実際に、今回の東京2020オリンピックでも訪日した各国の記者たちも日本のコンビニエンスストアが大いに気に入ったようで、記事やSNSでその商品の豊富さや美味しさをたたえる記事が多く紹介されていましたが、中でも「チョコモナカ」など日本ならではの「アイス製品」のおいしさを“発見”したというはリポートには「ついに見つかってしまったか」などと多くのコメントがつき盛り上がってもいました。
人間とはやっかいな生き物で、どんなに豊かな生活を送っていても、隣の誰かよりも更に上回らないとなかなか満足しないという性質も持っているとも聞きますが、少なくとも暑い盛りに一本のアイスバーを食べる幸福度の絶対値はなかなかの高水準と言えるのではないでしょうか。
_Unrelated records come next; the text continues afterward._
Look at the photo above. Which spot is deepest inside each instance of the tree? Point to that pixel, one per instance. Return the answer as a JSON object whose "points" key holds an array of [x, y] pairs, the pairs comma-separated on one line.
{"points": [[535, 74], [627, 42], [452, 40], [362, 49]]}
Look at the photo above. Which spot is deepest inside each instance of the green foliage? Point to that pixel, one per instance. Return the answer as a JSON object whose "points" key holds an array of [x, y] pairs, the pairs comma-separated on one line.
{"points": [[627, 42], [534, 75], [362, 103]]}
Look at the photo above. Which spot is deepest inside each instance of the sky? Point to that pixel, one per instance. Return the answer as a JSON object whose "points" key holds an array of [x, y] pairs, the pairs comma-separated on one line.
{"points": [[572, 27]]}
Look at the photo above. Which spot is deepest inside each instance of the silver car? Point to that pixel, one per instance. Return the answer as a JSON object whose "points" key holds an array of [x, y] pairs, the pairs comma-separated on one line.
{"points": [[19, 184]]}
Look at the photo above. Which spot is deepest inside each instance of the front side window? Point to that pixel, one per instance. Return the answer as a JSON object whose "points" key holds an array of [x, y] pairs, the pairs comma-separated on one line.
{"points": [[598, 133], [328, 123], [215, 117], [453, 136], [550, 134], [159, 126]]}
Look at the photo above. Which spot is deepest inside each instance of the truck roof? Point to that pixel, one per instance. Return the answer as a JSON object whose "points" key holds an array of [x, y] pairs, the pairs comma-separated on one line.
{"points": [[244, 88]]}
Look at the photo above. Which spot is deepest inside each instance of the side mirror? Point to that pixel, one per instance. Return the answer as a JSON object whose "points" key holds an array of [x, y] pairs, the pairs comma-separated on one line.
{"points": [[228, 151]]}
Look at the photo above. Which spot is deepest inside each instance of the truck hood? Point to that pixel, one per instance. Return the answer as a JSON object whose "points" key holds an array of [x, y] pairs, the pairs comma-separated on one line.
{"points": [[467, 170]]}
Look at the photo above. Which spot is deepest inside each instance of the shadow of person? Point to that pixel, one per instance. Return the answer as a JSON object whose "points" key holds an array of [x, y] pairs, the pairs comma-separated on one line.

さてあらためてコンビニエンスストアの冷蔵ケースを眺めてみますと、文字通り色とりどりの商品群に圧倒されます。アイスバーにカップ型が多いですが、ボトルやチューブ形状のアイスも散見されます。製品自体も乳製品としてのマイルドさが売りのアイスクリームタイプから、氷の切れ味で勝負する氷菓子スタイル、さらには両方の食感を楽しめる製品など、これまた本当に様々です。